Domingo, 26 de octubre de 2008
En las cercanías de Barcelona
Al fin Laura lo ha conseguido.
—Astrid, no creo que debas ir —se opuso tío Bernard ayer noche.
—Lo sé, pero…, es sobre papá.
Eso lo justifica todo, “papá” es la palabra mágica que hace que todo sea posible y perdonable.
—Está bien —consintió —, pero si a las ocho no estáis aquí…
Le abracé.
Está preocupado por mí y por las verdaderas intenciones de la que, no hará más de un año, llamaba mamá.
Desde el asiento del copiloto puedo ver pasar campos de cultivo: verdes, amarillos y anaranjados. No hay bosques en esa zona, sólo valles y montañas bajas en el horizonte.
—¿Cuánto falta? Prometí a tío Bernard que volveríamos a las ocho.
—Pues no deberías prometer cosas que desconoces, ¿no crees? —Responde Laura.
Ella es quién ha insistido en enseñarme algo, pero no parece querer hacerlo, es como si la empujara una obligación más allá de su capacidad de raciocinio, es el miedo lo que la mueve.
El cielo se oscurece y la luna saluda tras unas pocas nubes blancas que rompen el negro firmamento.
—Debería llamarle, sino se preocupará.
Me da su móvil.
—No estés mucho rato, que después tendré que pagarlo yo.
Todo aquel aire maternal ha desaparecido en cuanto hemos subido al coche. A solas conmigo es la Laura que conocí tras la muerte de papá, la que no finge amor ni bondad; al menos he de reconocer que conmigo es sincera.
—Hola… No, no… Sí, tranquilo, mañana volveremos… —miro a Laura en busca de seguridad, ella asiente -. Sí, mañana estaremos en casa. Gracias. Yo también a ti.
Cuelgo. Laura me mira, se está mofando.
—Pensáis que soy un monstruo —dice —, pero eso es porque no os miráis al espejo.
No contesto. Intenta herirme y no voy a seguirle el juego.
—¿Te piensas que no me he dado cuenta? Esa forma en que le miras, como te observa él cuando tú no te das cuenta, me dais asco… Pero quizá deba disculparme, fui yo la que te dejo con un pervertido.
Su vista no se aparta de la carretera. Habla. Golpea. Pero eso no hace que pierda la concentración.
—No sé de qué hablas —respondo.
—Sí lo sabes —insiste —Te duele que no te haga caso, ¿eh? Bernard siempre ha actuado así, seduce lo que no le pertenece, lo desea en silencio —me mira y su sonrisa es venenosa —. ¿Acaso piensas que eres lo primero que pertenece a tu padre que le gustaría poseer?
Ríe. Sus carcajadas empañan los cristales.
—Cállate.
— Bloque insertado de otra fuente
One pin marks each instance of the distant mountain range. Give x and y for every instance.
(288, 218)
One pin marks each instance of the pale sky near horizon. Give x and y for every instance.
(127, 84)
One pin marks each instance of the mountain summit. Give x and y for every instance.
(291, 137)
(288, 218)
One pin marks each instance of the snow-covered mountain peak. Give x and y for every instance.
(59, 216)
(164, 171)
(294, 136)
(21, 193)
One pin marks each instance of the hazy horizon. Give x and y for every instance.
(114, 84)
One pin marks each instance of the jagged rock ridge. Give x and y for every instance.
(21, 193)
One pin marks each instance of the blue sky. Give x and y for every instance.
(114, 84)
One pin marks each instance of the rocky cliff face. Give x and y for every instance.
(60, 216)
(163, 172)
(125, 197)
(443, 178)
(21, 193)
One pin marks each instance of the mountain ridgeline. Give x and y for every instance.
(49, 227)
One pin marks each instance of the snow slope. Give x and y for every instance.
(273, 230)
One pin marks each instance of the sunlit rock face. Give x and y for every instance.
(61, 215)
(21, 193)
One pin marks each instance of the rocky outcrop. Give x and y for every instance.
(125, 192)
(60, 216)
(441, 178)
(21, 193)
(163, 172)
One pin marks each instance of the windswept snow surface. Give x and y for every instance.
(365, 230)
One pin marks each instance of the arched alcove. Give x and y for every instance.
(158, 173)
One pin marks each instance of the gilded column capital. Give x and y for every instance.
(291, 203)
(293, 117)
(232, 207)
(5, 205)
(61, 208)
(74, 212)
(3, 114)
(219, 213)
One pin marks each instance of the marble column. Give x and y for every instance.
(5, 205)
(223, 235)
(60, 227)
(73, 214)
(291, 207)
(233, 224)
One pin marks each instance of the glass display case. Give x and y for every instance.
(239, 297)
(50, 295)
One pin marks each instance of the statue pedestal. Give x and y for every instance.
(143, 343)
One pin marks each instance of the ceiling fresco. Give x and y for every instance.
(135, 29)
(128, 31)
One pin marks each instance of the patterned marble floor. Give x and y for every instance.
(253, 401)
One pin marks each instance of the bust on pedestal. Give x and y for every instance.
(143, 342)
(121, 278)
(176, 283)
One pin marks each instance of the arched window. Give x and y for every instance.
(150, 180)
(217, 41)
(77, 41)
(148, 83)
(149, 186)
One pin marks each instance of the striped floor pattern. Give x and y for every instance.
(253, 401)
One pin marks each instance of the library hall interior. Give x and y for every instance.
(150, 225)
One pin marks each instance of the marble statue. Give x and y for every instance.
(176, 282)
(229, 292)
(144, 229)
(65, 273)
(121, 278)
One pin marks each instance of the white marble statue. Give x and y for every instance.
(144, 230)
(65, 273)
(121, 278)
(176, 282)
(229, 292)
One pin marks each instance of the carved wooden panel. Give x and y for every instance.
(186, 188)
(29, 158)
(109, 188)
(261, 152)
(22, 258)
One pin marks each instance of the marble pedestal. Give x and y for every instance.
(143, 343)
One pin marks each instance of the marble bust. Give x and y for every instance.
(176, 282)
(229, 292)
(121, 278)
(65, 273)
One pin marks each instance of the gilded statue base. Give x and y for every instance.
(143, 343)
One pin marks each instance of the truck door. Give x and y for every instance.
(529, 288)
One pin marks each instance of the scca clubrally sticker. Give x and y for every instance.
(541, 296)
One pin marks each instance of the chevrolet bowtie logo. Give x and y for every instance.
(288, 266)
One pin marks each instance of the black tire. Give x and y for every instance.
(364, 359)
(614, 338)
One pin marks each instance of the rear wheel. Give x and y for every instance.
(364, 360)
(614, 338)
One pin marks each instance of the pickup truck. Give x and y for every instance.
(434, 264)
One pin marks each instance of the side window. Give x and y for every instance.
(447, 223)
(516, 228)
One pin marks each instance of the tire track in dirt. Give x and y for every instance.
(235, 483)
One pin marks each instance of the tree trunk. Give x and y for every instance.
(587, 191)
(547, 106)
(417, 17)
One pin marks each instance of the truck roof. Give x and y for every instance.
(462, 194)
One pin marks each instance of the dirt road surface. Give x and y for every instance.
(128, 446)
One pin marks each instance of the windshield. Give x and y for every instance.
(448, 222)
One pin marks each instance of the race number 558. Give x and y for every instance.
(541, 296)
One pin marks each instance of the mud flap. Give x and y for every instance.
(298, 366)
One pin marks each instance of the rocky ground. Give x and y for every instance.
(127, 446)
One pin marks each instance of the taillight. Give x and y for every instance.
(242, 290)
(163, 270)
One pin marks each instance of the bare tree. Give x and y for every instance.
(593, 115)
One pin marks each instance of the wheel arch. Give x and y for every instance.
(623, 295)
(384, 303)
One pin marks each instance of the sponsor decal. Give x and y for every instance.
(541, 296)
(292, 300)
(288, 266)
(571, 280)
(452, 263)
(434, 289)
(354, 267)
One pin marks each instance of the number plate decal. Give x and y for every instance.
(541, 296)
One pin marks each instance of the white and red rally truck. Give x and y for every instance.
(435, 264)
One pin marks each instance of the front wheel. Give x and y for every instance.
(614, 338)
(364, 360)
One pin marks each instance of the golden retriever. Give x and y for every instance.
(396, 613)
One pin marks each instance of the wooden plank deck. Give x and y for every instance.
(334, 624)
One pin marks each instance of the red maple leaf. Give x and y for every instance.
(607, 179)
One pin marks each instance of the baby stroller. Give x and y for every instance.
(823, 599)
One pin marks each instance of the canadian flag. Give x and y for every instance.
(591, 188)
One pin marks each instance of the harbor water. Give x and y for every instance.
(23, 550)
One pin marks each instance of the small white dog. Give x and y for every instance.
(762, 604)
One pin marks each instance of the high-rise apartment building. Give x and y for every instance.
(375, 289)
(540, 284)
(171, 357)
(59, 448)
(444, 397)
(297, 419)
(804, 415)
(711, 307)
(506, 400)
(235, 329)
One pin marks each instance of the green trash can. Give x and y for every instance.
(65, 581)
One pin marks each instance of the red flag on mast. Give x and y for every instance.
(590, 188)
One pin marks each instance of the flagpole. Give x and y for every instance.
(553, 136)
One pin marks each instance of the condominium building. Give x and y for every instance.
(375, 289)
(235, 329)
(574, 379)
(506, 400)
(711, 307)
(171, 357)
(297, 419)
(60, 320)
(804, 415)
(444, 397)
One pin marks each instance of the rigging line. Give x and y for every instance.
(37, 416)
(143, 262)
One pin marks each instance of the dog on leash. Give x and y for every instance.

Eres asquerosa —le digo —. Si papá te oyera… No entiendo como no se muere el niño que llevas en la tripa.
De repente el silencio nos congela. No sé cómo he podido decirle eso. Ella ha palidecido, pero en seguida vuelve a sonreír.
—Eres mi hija, de eso no hay duda.
Entra por un caminito de tierra y al fin se detiene.
—Baja —ordena.
No me muevo. Me aterra pensar que pueda abandonarme en medio de la nada.
—No seas estúpida, baja —dice, abre la puerta y deja que el frío de la noche entre en el coche.
Sus pasos son cortos y lentos, parece cansada. Ante nosotras el perfil de una casa se dibuja en la noche.
—Espera aquí —ordena.
Oigo el crujido de una puerta y, de repente, se enciende la luz.
Un sudor frío recorre mi espalda y la risa de la sombra se clava como si fueran sus dientes en mi carne. La casa que hay ante mí es la misma de mi dibujo, la misma del dibujo que me enseñó Carbón. Una casa blanca en medio de la noche.
—Esto es tuyo —dice Laura al volver a mi lado —. Era de tu padre, de su familia biológica. Hace poco me enteré de que parte de nuestros ahorros habían servido para reconstruirla.
—¿Reconstruirla? —pregunto con un hilillo de voz.
Laura se gira hacia mí, su mirada queda ensombrecida y me parece entrever el ser que me persigue encaramándose a sus hombros.
—¿Nunca te has preguntado cómo tu padre llegó a ser huérfano? —pregunta señalando con la cabeza la ventana del segundo piso —. Todos murieron quemados, todos menos él.